Thursday 23 February 2023

Covid, the Bomb of the Twenty-twenties

Covid, the bomb of the twenty-twenties, from which no country in either the Northern or Southern Hemisphere can escape. Nowhere entirely safe, all could be traps if landed there. No hard, barren country or tropical paradise to be exiled to; no place on the world map from which to avoid restrictions, or the barrage of information – mis and dis – regarding the virus and vaccination. No room for the truth of your own experience, and no space to wander, think or speak freely.
Covid, the BOMB of the twenty-twenties.

Picture credit: Bomber in the Corn, 1940, Paul Nash.

From journal, November 2021.

Thursday 16 February 2023

Kilvert's Diary

In
Kilvert's Diary fragments of forgotten peoples dwell; consecrated with the Reverend's own personal reflections and observations of nature. The peopled fragments mingle with the solitary romantic day-dreams. The laughter from tea parties, picnics and excursions spill over; the pleasure Kilvert finds in the natural landscapes makes one long to view the world with nineteenth-century eyes.

Picture credit: Rev.
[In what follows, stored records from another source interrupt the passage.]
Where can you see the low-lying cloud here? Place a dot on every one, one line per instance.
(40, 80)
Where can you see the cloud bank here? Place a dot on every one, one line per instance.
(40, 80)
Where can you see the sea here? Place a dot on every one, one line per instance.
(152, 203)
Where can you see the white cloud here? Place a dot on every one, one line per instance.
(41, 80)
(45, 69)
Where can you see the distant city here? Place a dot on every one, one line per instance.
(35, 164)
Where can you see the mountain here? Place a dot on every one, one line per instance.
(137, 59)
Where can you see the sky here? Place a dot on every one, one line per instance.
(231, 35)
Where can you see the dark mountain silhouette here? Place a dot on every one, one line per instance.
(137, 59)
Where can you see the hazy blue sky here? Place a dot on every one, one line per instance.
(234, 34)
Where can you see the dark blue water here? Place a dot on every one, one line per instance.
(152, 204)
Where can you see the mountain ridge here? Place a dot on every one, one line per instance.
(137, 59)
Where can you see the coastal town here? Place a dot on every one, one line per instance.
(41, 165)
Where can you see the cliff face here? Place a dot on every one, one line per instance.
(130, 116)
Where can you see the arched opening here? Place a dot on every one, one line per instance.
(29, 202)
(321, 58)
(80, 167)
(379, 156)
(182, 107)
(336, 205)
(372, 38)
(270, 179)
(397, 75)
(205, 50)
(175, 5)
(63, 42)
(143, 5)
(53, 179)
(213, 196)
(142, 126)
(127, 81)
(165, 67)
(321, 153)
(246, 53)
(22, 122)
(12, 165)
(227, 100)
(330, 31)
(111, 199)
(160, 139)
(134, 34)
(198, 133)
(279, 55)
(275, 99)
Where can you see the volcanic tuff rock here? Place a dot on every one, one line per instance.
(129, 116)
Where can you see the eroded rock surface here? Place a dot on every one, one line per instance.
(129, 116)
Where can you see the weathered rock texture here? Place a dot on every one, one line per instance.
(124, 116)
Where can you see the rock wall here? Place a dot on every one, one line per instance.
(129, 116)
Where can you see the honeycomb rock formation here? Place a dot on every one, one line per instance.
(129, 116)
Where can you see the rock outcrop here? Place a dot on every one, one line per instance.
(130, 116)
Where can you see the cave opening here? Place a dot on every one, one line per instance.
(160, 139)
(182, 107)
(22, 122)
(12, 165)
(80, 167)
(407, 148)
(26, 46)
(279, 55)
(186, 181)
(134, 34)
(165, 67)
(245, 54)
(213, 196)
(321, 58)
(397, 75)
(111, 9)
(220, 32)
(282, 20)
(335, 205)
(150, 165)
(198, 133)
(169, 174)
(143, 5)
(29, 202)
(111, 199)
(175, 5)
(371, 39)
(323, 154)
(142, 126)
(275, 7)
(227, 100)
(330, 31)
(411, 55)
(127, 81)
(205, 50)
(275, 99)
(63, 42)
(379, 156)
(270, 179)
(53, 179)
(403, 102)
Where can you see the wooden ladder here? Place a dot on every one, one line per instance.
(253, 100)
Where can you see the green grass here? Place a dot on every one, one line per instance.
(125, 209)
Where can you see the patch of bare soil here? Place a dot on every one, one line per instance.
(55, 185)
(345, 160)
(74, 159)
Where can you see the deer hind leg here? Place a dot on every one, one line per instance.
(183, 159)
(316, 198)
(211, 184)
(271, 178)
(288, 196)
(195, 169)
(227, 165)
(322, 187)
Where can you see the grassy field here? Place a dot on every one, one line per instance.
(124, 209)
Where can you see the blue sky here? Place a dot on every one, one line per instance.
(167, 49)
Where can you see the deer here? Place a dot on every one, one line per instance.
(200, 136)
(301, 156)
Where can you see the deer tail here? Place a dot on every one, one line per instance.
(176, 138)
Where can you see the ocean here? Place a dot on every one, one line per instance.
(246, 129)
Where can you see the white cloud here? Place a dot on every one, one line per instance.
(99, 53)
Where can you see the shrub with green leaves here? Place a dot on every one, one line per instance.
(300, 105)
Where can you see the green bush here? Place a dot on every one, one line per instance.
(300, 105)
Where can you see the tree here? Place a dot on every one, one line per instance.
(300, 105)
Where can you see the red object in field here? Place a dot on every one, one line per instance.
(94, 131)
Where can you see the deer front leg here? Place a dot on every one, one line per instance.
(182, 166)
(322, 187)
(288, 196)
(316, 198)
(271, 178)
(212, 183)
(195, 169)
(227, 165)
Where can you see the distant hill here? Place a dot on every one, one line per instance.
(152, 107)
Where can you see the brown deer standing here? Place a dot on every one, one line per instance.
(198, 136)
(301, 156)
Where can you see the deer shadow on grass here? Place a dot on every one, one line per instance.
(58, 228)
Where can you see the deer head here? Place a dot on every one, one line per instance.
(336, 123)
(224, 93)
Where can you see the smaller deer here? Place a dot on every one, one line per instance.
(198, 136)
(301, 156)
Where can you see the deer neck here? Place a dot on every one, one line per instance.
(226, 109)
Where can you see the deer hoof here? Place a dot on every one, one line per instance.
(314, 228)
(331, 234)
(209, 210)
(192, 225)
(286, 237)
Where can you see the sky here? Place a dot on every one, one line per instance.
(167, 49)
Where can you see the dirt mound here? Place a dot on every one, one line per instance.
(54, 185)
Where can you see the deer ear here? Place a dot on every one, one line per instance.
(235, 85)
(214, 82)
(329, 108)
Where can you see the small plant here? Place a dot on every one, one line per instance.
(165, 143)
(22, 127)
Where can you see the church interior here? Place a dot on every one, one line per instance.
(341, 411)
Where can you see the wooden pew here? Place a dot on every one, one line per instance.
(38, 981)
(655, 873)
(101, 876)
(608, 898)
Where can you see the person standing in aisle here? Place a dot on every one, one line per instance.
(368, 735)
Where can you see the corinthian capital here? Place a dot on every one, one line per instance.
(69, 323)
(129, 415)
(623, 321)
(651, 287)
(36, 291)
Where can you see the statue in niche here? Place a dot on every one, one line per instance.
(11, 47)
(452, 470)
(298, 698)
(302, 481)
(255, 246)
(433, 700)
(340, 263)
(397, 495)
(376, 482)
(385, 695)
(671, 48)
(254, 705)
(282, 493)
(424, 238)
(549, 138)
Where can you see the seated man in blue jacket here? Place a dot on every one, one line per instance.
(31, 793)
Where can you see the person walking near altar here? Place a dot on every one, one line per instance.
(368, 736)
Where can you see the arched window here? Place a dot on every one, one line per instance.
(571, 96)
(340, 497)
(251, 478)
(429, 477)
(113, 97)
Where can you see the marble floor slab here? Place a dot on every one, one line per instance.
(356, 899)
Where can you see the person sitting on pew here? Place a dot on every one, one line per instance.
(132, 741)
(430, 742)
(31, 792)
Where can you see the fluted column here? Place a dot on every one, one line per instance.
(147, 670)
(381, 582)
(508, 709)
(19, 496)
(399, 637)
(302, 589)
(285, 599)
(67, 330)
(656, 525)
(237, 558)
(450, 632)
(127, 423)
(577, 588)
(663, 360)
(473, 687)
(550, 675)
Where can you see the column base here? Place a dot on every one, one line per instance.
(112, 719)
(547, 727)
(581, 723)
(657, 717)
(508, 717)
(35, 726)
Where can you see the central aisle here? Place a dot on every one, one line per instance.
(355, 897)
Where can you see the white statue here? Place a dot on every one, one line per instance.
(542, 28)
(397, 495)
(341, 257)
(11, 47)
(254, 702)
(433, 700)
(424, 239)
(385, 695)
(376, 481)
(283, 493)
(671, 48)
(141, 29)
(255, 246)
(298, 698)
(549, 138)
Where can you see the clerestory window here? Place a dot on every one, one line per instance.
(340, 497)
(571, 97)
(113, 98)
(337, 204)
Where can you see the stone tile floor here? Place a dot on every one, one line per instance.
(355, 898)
Robert Francis Kilvert, 1840-1879 (source: Wikipedia).

From journal, November 2021. See Kilvert's Diary (Vintage Classics, selected by William Plomer).

Thursday 9 February 2023

Mind

When we have emptied our mind of a theme, the mind turns to something new: war, religion or mankind, or the mind itself. The first sanitised, as are other natural or unnatural sufferings; the second tolerating nothing but its own dogmas; the third whose whole point of existence is good
and evil; and the last which might be far older than the host it's housed in, and yet subject still to wear and tear. The mind, like an enemy, tries to force us to engage on chosen ground, but, in practice, succeeds far less than it fails.

Picture credit: The Labyrinth of the Mind, 2000, Joan Tuset (source: WikiArt).

From journal, November 2021.


Thursday 2 February 2023

Sea

The Poet writes to the sea as he might to a mistress; a mistress who for all her moods draws him ever to her. He is helpless at the sight, or, borne on her waves, powerless.
She, a Romantic idea; an ideal love.

Picture credit: Woman on the Beach of Ruegen, 1818, Caspar David Friedrich (source: WikiArt).

From journal, November 2021. See Records of Shelley, Byron and the Author by Edward John Trelawney (Penguin Classics 2013).